Are you being truthful with yourself? When was the most recent occasion you actually logged off a website? If it's not part of your regular routine, it really should be. Today, let's delve into the topic of session hijacking.
So, what exactly is session hijacking? According to the reliable source, Wikipedia, it refers to the exploitation of a valid computer session or session key to gain unauthorized access to information or services in a computer system. To put it simply, it means stealing a magic cookie that verifies a user to a remote server.
Alright, let's break it down in simple terms. When you log into a website with your username and password, you're verified, and a small data file is stored with your verification information. This file, commonly known as a cookie, functions like those rubber wristbands you receive at hotels or events - it allows you to move around without repeatedly showing your ticket. So, every time you navigate through the website or add items to your shopping cart, the cookie is read and essentially says, "Yep, it's still her, she's legitimate."
Sometimes cookies are set to automatically expire after a short period of time, but often they're not. If the cookie does expire, you'll have to log in again, and that can be a hassle for some users. From the vendor's perspective, as long as you have an active cookie, they can track your activities not only on their own website but also on other websites. This is why browsers often have multiple active session cookies at any given time. But why is this a problem?
Well, session hijacking is the issue. If you have a valid session cookie stored in your browser and you become a victim of cookie-stealing malware, someone else can use those stolen cookies to impersonate you.

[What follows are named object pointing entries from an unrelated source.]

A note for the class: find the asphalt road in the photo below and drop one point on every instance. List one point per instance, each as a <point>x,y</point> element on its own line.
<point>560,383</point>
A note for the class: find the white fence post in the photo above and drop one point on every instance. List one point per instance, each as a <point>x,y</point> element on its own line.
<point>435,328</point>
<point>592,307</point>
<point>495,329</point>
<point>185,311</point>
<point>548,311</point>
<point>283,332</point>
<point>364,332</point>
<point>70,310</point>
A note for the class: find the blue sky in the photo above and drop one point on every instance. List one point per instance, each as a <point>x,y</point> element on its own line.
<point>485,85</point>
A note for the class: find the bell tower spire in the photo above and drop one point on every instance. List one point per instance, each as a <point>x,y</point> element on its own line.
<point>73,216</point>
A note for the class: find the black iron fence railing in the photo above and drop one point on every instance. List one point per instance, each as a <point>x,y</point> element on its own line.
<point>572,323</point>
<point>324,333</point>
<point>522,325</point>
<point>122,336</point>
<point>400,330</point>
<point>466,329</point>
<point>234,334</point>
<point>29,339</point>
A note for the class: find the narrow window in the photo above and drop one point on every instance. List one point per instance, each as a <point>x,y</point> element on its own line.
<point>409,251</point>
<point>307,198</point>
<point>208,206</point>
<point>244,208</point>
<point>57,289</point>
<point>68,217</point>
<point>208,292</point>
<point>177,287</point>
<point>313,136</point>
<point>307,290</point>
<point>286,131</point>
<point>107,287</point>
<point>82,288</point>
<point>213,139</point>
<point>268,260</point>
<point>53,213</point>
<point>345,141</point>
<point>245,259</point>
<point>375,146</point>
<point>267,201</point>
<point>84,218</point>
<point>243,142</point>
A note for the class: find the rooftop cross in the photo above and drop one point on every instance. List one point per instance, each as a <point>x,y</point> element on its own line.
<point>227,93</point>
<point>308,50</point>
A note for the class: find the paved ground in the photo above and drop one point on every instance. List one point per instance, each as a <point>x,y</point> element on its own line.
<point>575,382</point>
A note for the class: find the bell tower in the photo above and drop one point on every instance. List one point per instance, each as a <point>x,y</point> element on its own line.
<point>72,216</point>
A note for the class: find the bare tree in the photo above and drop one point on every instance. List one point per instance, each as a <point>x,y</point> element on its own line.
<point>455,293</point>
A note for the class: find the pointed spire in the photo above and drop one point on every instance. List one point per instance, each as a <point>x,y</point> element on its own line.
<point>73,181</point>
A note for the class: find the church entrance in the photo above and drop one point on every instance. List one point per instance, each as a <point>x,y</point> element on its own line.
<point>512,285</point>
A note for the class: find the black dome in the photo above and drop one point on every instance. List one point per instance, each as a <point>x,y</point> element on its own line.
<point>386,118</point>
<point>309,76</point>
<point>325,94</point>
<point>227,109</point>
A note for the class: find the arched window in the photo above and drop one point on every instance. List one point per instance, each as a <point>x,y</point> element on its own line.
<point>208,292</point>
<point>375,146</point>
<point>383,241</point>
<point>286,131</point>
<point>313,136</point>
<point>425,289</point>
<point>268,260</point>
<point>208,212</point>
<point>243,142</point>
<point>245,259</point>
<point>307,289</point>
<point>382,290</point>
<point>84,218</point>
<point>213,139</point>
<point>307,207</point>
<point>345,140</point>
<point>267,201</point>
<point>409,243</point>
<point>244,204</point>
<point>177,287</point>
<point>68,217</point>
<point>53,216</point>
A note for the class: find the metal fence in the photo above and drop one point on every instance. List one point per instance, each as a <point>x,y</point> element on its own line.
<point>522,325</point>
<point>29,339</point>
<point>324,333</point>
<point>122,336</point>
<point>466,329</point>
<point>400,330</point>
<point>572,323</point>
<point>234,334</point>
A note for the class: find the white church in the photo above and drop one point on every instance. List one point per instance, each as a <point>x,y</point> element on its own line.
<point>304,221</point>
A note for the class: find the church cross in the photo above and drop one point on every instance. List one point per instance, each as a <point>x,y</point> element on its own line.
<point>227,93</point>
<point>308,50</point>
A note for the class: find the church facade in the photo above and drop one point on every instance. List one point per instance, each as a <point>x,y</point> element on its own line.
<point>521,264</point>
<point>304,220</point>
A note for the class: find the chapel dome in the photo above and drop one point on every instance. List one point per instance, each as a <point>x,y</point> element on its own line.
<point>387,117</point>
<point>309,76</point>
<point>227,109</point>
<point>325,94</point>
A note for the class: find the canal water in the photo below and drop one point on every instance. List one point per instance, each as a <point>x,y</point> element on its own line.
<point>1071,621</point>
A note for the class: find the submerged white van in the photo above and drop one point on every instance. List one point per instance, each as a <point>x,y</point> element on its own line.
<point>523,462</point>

Remember that recent LastPass breach? How did it happen? Similar to a recent breach of CircleCI, the intruder gained access through an employee's compromised laptop, which was infected with malware. This allowed them to steal session tokens used to keep the employee logged in to certain applications, even though their access was protected with two-factor authentication.
Ah! Here's a rare instance where even two-factor authentication can't fully protect you - if you have a valid session cookie after authenticating through 2FA.
So, how can you safeguard yourself?
It's actually quite simple: Log out of websites when you're finished! Yes, that's all there is to it. When you're ready to leave, simply click on "My Account" and scroll down to find the Log Out button. (Sometimes you may need to click on "Continue Shopping" first to locate it.)
If you want to take an additional step to protect your privacy, you can also clear your browser history and delete all those cookies before visiting another website. It only takes a couple of clicks, a few seconds, and once it becomes a habit, you'll do it without even thinking.